The Damel has a new home
After a year of operating as a permanent pop-up at the 25th St. Taproom Bar & Restaurant in Oakland, chef Oumar Diouf’s The Damel has its very own new digs in downtown Oakland near the 12th Street BART station. The Damel Oakland had its soft opening Monday, offering quick-service Afro-Brazilian eats, including Argentinian savory and sweet empanadas, Brazilian coxinha and açaí bowls and Senegalese dibi. At the new spot, Diouf will also continue to participate in Restaurants for the People, a project from chef José Andrés’ World Central Kitchen and Ayesha and Steph Curry, which partners with local restaurants to feed underserved communities. And according to Eater SF, the Senegalese chef has even more in store for The Damel: on July 15, he’ll launch a food truck to serve further out in the East Bay, in August, he’ll start delivering eats in San Francisco from a ghost kitchen and by 2022, plans to have a total of 10 locations. The Damel Oakland is open 1-9 p.m. daily, ready to serve via curbside pickup and third-party delivery. The Damel Oakland, 1312 Broadway (between 13th and 14th streets), Oakland
Last days for Mama Papa Lithuania
We’re really sad to hear that one of our favorite family-run Alameda spots is closing for good at the end of the month. According to the Chronicle, Mama Papa Lithuania, the Bay Area’s sole Lithuanian restaurant, will permanently shutter July 31 after nearly seven years. But don’t blame COVID-19 for this loss. Owner Vaidas Sukys told the Chron that he’s closing up shop to run for a parliament seat in Lithuania! Fortunately, you still have a few weeks to get your fix of their delicious homemade dumplings, borscht, “Lazy Pie” and other comforting Baltic eats.

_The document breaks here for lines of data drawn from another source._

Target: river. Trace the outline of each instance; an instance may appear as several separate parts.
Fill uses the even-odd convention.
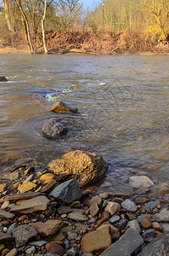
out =
[[[48,163],[70,150],[100,154],[109,164],[103,186],[122,188],[135,174],[169,182],[167,55],[1,55],[1,170],[11,160]],[[63,101],[78,114],[54,113]],[[42,136],[49,118],[68,135]]]

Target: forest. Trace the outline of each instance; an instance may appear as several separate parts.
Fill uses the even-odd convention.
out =
[[[168,50],[169,0],[2,0],[0,47],[29,53]]]

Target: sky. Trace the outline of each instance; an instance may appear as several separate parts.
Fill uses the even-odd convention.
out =
[[[101,3],[101,0],[81,0],[84,8],[93,9]]]

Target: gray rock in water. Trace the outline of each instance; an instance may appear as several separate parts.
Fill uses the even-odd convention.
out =
[[[121,202],[121,207],[128,212],[136,212],[137,207],[133,201],[130,201],[129,199],[126,199],[123,202]]]
[[[142,236],[134,230],[129,229],[100,256],[131,256],[143,243]]]
[[[160,213],[153,215],[153,218],[157,222],[169,222],[169,211],[163,209]]]
[[[56,140],[61,136],[66,135],[68,128],[58,122],[56,119],[49,119],[42,129],[42,134],[48,139]]]
[[[138,256],[164,256],[169,253],[169,234],[162,236],[159,239],[146,246]]]
[[[68,180],[53,189],[49,195],[53,195],[57,201],[70,204],[79,200],[82,195],[77,181],[75,178]]]
[[[0,76],[0,82],[8,82],[8,79],[4,76]]]
[[[13,237],[17,247],[24,246],[30,238],[35,237],[37,234],[36,229],[31,224],[24,224],[13,230]]]

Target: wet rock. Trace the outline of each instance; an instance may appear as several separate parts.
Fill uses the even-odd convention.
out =
[[[25,250],[26,254],[34,254],[36,252],[36,247],[31,247],[27,250]]]
[[[84,211],[80,209],[72,209],[72,212],[67,214],[68,218],[76,221],[87,221],[88,218],[83,214]]]
[[[59,214],[69,213],[71,212],[71,208],[70,207],[59,207],[57,211]]]
[[[128,212],[136,212],[138,210],[136,205],[129,199],[126,199],[121,203],[121,207]]]
[[[6,256],[16,256],[18,253],[18,251],[16,248],[12,249],[10,252],[8,252]]]
[[[145,218],[142,219],[141,225],[144,229],[150,229],[152,224],[151,224],[151,222],[148,218]]]
[[[147,197],[141,197],[141,196],[138,196],[138,197],[136,197],[135,198],[135,202],[138,204],[138,205],[143,205],[144,203],[147,203],[148,201],[149,201],[149,199],[147,198]]]
[[[121,209],[121,206],[113,201],[108,201],[107,206],[104,208],[104,212],[108,212],[111,216],[118,212]]]
[[[157,222],[169,222],[169,211],[163,209],[160,213],[153,215],[153,218]]]
[[[37,235],[36,229],[31,224],[24,224],[13,230],[13,237],[15,240],[16,246],[24,246],[26,241]]]
[[[164,256],[169,252],[169,234],[162,236],[159,239],[146,246],[138,256]]]
[[[31,190],[32,189],[36,188],[37,185],[34,183],[27,182],[27,183],[20,184],[18,186],[18,190],[20,193],[25,193]]]
[[[142,236],[134,230],[129,229],[117,241],[101,253],[100,256],[131,256],[143,243],[144,240]]]
[[[97,203],[92,204],[92,206],[90,207],[90,208],[88,209],[90,214],[92,214],[92,216],[96,216],[98,214],[98,212],[99,212],[99,208],[98,207]]]
[[[3,210],[0,210],[0,217],[1,218],[14,218],[14,216],[15,215],[14,213],[11,213],[11,212],[8,212],[3,211]]]
[[[113,225],[115,228],[117,228],[119,231],[121,231],[125,229],[125,227],[127,226],[127,220],[125,218],[125,219],[121,219],[120,221],[118,221],[116,223],[114,223]]]
[[[133,176],[129,178],[129,183],[132,188],[139,188],[141,186],[149,188],[154,183],[147,176]]]
[[[57,219],[49,219],[46,222],[36,222],[31,224],[36,230],[44,236],[50,236],[55,234],[59,229],[61,229],[63,223]]]
[[[115,222],[117,222],[118,220],[120,219],[120,217],[118,215],[116,216],[114,216],[114,217],[111,217],[109,221],[111,223],[111,224],[114,224]]]
[[[45,211],[49,200],[44,195],[25,200],[18,205],[14,206],[10,212],[21,213],[32,213],[37,211]]]
[[[136,219],[133,220],[130,220],[127,223],[127,225],[130,227],[130,229],[134,230],[135,231],[137,231],[138,233],[141,233],[141,228],[138,223],[138,221]]]
[[[59,177],[76,177],[80,186],[84,186],[104,176],[108,164],[95,153],[76,150],[52,160],[48,167]]]
[[[77,181],[72,178],[54,188],[49,195],[53,195],[57,201],[69,204],[82,197],[82,192]]]
[[[66,254],[70,256],[76,256],[77,254],[77,250],[75,247],[71,247],[66,252]]]
[[[78,111],[77,108],[72,108],[63,102],[55,102],[50,108],[51,111],[57,113],[76,113]]]
[[[145,232],[143,233],[142,236],[144,241],[151,241],[152,238],[155,237],[156,231],[154,229],[147,230]]]
[[[0,231],[0,243],[7,241],[8,240],[12,240],[12,236],[10,235]]]
[[[46,248],[47,252],[51,253],[62,255],[65,253],[65,249],[55,242],[48,243]]]
[[[8,80],[4,76],[0,76],[0,82],[8,82]]]
[[[66,135],[68,128],[65,125],[58,122],[56,119],[52,119],[47,122],[42,131],[45,137],[51,140],[56,140],[60,137]]]
[[[82,253],[101,253],[110,245],[110,227],[105,226],[85,235],[81,241],[81,250]]]

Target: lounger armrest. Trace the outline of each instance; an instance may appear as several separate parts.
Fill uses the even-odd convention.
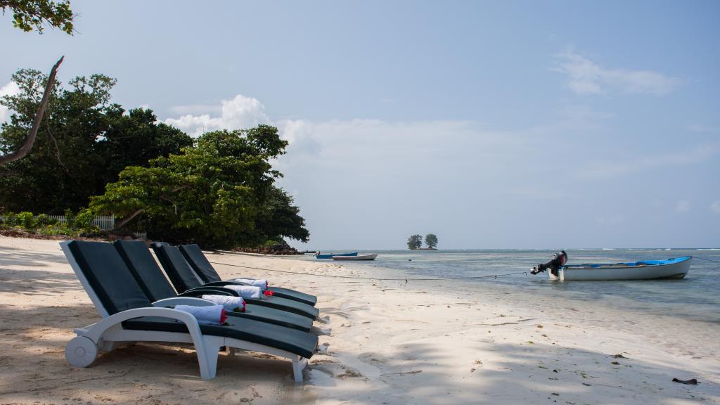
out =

Mama Papa Lithuania, 1241 Park St. (near San Antonion Avenue), Alameda
Independent Brewing Company calls it quits
And finally, Independent Brewing Company announced its closure on the Fourth of July, the day of its seventh anniversary at 444 Harrison St. SFGate reported that it was Jack London Square’s first brewery. Owner Steve McDaniel explained in a post on Facebook that he couldn’t continue the lease at the facility due to lack of funds from being closed for three straight months. Independent Brewing did not receive Paycheck Protection Program loans or other government assistance, and unlike other breweries, wasn’t able to package its beers for takeout or open for outdoor dining.